Ship Recycling – Global Shipping Industry Slams Unworkable European Parliament Proposals that will Offend EU Trading Partners

The world’s national shipowners’ associations in nearly 50 countries – represented by the European Community Shipowners’ Associations (ECSA), the International Chamber of Shipping (ICS) and the Asian Shipowners’ Forum (ASF) – have united to condemn proposed amendments, to be voted on by the European Parliament this week (probably on 18 April), on a new EU Ship Recycling Regulation.

Shipowners especially object to the proposal by the EP Environment Committee to impose a tax on merchant ships of all flags calling at EU ports, in order to fund ship recycling facilities in the European Union. 

“This is an unacceptable tax on trade and will cause grave offense to the EU’s trading partners, not just major ship recycling nations such as China and India, but to major shipping nations such as Japan and Singapore.  These proposals have simply not been thought through.” said ECSA Secretary General Alfons Guinier.  “As a matter of principle, it is wrong to impose a tax on one industrial sector in order to assist another, especially without proper consultation with the parties affected.  Shipping is a global industry operating under global rules.  The European Parliament should really not be contemplating measures which will work against the aim to improve recycling conditions globally, an aim which we fully support.”

The shipowners’ groups also believe that, if adopted, the EP amendments will fatally undermine the entry into force of the International Convention for Safe and Environmentally Sound Recycling of Ships (Hong Kong) which was adopted by the UN International Maritime Organization (IMO) in 2009 – with full industry support – to improve working and environmental conditions in the world’s ship recycling yards, most of which are located in Asia.

The IMO Convention has not yet entered into force, pending the development of detailed Guidelines on implementation that have only recently been finalised by IMO.  But the Convention  has the full support of the global shipping industry, which has already produced its own recommendations so that shipowners can comply with the IMO requirements in advance of governments formally ratifying the Hong Kong Convention – see

“If the proposed amendments are taken forward, it will be seriously damaging to  the Hong Kong Convention.  The EP measures would therefore be completely counterproductive.” said ICS Secretary General, Peter Hinchliffe.  “It’s not just the tax.  Many of the other measures being proposed, such as sanctions against non-EU shipowners who don’t comply, and the creation of a unilateral list of recycling facilities that meet EU requirements, will almost certainly mean that Asian nations will be unable to ratify the IMO Convention.  This will undermine years of hard work by governments at IMO (including EU Member States) as well as by shipowners and ship recyclers to develop a binding global solution that will actually work.”

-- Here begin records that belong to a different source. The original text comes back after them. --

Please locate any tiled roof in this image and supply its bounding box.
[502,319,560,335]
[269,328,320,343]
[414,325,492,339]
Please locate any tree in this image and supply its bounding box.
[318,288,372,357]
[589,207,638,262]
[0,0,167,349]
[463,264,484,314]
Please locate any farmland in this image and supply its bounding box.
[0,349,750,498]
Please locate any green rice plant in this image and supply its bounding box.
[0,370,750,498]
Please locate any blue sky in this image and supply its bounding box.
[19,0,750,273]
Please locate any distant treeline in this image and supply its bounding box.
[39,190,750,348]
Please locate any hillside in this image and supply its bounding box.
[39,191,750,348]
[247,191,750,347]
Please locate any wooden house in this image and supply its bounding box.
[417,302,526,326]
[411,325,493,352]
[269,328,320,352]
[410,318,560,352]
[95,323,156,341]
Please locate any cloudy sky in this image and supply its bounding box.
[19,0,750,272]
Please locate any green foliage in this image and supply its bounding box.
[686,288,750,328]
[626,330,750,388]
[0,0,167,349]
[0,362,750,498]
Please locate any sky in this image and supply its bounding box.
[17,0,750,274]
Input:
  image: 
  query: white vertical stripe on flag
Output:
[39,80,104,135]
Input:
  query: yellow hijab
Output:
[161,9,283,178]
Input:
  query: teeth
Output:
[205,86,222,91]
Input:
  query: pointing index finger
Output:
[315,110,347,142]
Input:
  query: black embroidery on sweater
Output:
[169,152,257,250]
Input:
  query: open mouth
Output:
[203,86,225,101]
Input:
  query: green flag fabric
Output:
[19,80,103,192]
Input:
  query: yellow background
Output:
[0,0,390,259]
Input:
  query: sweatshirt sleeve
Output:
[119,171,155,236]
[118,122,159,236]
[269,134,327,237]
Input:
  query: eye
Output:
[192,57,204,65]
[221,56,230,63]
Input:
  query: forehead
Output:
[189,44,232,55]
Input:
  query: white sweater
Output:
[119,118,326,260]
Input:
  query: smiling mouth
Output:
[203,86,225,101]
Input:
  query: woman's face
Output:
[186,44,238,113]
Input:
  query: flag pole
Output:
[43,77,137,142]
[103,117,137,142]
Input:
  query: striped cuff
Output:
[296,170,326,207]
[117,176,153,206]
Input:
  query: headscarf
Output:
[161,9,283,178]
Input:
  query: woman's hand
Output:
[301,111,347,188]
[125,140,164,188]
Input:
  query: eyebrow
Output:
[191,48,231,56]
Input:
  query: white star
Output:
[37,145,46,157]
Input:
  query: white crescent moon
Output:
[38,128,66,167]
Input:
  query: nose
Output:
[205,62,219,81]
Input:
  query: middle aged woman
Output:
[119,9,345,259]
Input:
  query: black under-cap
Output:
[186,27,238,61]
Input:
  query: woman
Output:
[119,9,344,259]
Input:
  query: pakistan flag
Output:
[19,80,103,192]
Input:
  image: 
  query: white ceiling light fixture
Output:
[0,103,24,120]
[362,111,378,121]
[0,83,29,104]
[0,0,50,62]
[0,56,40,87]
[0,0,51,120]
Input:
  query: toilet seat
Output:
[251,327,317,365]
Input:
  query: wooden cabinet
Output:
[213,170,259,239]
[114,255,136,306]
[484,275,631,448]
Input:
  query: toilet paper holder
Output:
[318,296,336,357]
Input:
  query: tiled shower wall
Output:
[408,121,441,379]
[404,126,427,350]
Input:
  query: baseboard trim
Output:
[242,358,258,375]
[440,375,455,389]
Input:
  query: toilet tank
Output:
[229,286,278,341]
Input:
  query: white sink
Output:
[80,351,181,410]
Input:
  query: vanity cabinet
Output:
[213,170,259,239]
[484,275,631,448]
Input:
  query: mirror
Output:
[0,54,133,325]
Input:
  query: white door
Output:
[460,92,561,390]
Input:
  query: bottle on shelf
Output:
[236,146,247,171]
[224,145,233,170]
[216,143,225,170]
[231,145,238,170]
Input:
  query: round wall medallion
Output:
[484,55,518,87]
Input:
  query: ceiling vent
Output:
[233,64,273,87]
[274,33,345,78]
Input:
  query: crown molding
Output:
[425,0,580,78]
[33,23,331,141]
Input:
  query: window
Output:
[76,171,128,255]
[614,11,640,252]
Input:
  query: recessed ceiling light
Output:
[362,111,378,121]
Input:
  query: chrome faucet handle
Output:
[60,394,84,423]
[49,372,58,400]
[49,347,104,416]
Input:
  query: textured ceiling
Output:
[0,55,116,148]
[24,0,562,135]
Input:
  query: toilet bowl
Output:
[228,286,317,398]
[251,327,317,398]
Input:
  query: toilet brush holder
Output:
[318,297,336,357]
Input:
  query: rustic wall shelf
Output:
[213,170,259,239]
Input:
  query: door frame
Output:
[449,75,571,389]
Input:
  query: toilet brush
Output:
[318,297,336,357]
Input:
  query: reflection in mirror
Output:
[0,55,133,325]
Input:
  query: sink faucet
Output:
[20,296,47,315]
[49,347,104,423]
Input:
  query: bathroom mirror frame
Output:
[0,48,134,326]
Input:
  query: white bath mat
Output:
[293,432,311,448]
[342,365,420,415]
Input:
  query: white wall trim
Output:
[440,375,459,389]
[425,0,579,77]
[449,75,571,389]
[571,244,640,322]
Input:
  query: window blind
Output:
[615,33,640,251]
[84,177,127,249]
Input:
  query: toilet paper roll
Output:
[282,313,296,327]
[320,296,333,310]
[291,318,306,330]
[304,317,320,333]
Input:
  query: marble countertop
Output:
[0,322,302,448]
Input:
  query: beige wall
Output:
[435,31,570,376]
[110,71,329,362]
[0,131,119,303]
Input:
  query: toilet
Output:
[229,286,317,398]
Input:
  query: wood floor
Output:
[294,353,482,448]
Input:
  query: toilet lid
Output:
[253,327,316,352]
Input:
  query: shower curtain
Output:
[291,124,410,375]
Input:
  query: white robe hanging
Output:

ASF Secretary General, Yuichi Sonoda, added, “It is important to understand that under the terms of the Hong Kong Convention’s entry into force criteria, it is  not possible for the Convention to enter into force unless it is ratified by the major ship recycling nations.   An opportunity to improve standards via the Hong Kong Convention will be lost for a generation by these astounding and incomprehensible proposals which are creating huge concern amongst industry and governments alike in Asia.”

If the proposals are taken forward by the European Parliament, the shipping industry will be working with EU Member States to ensure that the proposals are stopped before it is too late.  The international shipping industry is also working with governments in non-EU shipping nations, which can be expected to make strong representations in Brussels should the European Parliament vote the proposals through.